Em compensação inúmeros outros leitores gostam quando os escritores que seguem, escrevem em suas novas obras sobre temas diametralmente opostos daqueles abordados nas anteriores. Este também é um dilema de todo escritor: especializar-se em determinado tema ou partir para a chamada “clinica geral”?
Ademais, o escritor deve escrever apenas sobre temas atuais, que influenciam a vida diária das pessoas, ou escrever sobre o passado ou o futuro?
Dedicar-se aos contos, às crônicas, aos romances, às novelas ou aos ensaios?

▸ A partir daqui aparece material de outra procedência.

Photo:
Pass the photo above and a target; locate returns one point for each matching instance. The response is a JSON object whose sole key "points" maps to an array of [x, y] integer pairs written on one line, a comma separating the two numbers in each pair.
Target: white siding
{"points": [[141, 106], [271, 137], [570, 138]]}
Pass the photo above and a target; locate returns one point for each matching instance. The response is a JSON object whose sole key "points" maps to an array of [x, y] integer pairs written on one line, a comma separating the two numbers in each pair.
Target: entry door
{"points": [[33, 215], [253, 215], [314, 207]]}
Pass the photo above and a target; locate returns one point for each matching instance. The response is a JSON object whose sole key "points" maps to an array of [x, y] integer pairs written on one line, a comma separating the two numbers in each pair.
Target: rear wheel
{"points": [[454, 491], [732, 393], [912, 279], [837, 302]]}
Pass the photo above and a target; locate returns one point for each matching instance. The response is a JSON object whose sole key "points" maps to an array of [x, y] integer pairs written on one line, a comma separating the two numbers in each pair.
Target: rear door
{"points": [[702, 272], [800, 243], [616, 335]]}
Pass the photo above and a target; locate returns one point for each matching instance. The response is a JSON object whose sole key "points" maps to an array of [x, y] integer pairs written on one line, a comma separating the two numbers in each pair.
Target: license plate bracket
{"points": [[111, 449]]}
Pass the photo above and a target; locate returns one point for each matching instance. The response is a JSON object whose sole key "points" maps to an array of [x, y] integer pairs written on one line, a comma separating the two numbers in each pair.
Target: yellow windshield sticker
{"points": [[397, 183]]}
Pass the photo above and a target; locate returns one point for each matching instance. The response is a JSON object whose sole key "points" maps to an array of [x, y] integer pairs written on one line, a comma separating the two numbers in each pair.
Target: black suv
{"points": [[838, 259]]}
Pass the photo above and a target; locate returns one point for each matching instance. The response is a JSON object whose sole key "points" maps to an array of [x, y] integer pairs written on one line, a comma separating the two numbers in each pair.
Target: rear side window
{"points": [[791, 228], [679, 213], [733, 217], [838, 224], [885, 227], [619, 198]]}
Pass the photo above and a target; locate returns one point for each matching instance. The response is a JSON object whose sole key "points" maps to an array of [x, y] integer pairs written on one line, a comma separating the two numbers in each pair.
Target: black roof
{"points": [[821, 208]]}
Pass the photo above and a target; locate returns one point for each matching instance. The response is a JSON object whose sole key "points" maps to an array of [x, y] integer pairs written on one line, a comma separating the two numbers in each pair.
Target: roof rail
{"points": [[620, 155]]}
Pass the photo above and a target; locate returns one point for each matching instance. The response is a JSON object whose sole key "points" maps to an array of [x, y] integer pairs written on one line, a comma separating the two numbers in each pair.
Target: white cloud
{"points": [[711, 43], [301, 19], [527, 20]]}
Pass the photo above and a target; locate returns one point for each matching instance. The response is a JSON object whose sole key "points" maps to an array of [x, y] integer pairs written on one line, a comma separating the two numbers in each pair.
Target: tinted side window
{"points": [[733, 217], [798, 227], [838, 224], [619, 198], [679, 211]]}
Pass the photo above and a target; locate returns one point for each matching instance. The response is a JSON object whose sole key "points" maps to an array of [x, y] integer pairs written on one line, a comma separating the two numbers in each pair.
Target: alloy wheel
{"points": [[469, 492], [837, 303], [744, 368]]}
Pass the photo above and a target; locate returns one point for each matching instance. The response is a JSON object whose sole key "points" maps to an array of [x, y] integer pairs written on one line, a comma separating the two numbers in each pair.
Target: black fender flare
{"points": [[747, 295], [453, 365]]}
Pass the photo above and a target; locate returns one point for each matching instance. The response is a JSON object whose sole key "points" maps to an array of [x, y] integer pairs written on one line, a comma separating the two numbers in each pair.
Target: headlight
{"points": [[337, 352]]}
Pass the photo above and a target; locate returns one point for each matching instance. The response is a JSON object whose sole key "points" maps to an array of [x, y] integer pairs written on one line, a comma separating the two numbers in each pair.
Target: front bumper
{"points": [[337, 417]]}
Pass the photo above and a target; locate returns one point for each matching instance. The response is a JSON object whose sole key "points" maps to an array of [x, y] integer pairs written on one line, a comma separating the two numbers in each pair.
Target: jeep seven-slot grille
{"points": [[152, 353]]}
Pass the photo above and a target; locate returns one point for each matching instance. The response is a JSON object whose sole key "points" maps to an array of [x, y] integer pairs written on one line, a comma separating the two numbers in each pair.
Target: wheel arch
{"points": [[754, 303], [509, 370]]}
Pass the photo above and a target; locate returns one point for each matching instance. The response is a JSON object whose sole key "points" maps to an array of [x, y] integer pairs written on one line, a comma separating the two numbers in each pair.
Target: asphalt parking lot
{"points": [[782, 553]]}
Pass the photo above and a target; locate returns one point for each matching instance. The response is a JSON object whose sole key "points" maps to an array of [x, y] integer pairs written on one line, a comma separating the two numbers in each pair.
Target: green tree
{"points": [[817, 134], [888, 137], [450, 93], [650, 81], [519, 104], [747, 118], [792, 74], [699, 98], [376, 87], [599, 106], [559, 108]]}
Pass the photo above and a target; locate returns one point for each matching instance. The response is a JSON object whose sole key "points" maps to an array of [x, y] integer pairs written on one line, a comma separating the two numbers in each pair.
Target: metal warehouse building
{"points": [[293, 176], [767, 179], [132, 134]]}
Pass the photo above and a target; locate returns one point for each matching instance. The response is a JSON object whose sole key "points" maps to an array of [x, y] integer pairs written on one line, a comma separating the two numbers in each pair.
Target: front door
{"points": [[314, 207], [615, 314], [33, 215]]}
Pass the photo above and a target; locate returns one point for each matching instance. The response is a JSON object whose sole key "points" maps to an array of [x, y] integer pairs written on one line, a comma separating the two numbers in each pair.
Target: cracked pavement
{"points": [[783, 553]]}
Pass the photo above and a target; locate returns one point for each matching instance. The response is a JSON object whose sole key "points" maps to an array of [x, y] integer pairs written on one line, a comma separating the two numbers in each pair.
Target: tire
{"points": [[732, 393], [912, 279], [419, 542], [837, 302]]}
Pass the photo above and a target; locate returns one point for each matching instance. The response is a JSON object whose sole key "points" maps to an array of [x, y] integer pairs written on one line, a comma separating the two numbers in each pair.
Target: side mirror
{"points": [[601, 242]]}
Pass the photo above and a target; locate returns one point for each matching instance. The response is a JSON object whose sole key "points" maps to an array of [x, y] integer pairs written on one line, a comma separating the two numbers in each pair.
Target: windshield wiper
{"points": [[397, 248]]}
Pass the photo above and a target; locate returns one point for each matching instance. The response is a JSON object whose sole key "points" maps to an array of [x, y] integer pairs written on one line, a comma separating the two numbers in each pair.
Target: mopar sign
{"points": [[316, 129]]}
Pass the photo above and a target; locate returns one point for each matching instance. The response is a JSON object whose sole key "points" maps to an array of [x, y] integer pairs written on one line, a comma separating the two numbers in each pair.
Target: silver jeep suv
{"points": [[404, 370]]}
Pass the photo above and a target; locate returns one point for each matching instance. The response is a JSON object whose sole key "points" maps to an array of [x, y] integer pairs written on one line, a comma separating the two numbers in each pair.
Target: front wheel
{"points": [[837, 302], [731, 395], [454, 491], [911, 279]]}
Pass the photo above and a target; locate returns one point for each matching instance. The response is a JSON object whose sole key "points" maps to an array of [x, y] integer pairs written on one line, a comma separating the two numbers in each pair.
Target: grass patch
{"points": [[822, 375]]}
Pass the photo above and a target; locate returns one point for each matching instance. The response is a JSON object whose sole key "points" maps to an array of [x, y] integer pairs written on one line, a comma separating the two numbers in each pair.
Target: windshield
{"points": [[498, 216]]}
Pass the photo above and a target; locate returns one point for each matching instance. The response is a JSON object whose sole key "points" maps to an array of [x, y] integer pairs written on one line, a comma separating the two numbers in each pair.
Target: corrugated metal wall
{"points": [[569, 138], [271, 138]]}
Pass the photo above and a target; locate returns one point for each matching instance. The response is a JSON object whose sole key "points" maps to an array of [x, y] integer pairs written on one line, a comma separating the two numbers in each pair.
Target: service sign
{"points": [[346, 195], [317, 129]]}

Muitas vezes o escritor faz de tudo um pouco, pois necessita colocar para fora de sua mente tudo aquilo que, constantemente, a ela está chegando e que necessita de um canal de escoamento para continuar fluindo.
Outras preocupações de menor monta podem ser ainda consideradas, como, por exemplo:
Como chegar aos leitores? Como fazer com que percam os seus escassos e preciosos tempos destinados à leitura, a escolherem um texto seu, que, com toda certeza, se tratará de apenas mais um, dentre tantos outros disponíveis, no vasto mundo da Literatura?
Como editar, registrar e distribuir suas obras, quando impressas, em um país como o nosso em que qualquer obra literária é cara, quando comparada à padrões internacionais, e o governo, paradoxalmente, ao mesmo tempo em que se apropria de parte substancial do trabalho de todos, cria barreiras burocráticas a tudo aquilo que é produzido internamente?
Como motivar a população a ler mais obras de autores nacionais; posto que, somos um país onde se lê muito pouco e apenas os chamados ‘Best Sellers’ de autores estrangeiros e de uns poucos escritores nacionais apadrinhados pela indústria editorial?
Muitas vezes, o escritor, ainda. necessita se preocupar com aquilo que diz, dependendo da Mídia de que se utiliza, em razão da censura, do chamado comportamento politicamente correto e das eventuais ações cíveis e criminais movidas por leitores que possam se sentir melindrados, ofendidos ou injuriados com alguma passagem da obra. Vejam que os livros, na atualidade, costumam destacar, logo no início, quando se tratam de obras de ficção, que qualquer semelhança com pessoas vivas ou mortas e com fatos reais ocorridos é uma mera coincidência.
Assim, meus caros amigos, quando lemos algum texto que nos agrada, não imaginamos o quanto de ‘suor e lágrimas’ pode haver por detrás daquela obra; muitas vezes, escrita durante noites de insônia ou em períodos de enfermidade do autor; outras vezes, redigida em ocasiões de dificuldades financeiras ou em períodos de crises afetivas ou familiares.
O bom escritor de Literatura (como o bom ator que, embora sofrendo por algum motivo, não contamina o personagem que representa deixando transparecer, para o público, a dor que passa em seu próprio íntimo), deve escrever de forma isenta, sem tomar partido de seus personagens; porém, sofrendo com eles as suas vicissitudes e alegrando-se com as suas vitórias, sem deixar que os leitores percebam qualquer eventual problema particular que ele vivencie, até mesmo quando o seu maior problema consista em superar a falta ou dominar o excesso de assuntos, enquanto trabalha para a conclusão da sua obra.
_*/ Economista e Doutor pela Universidade de Madrid, Espanha.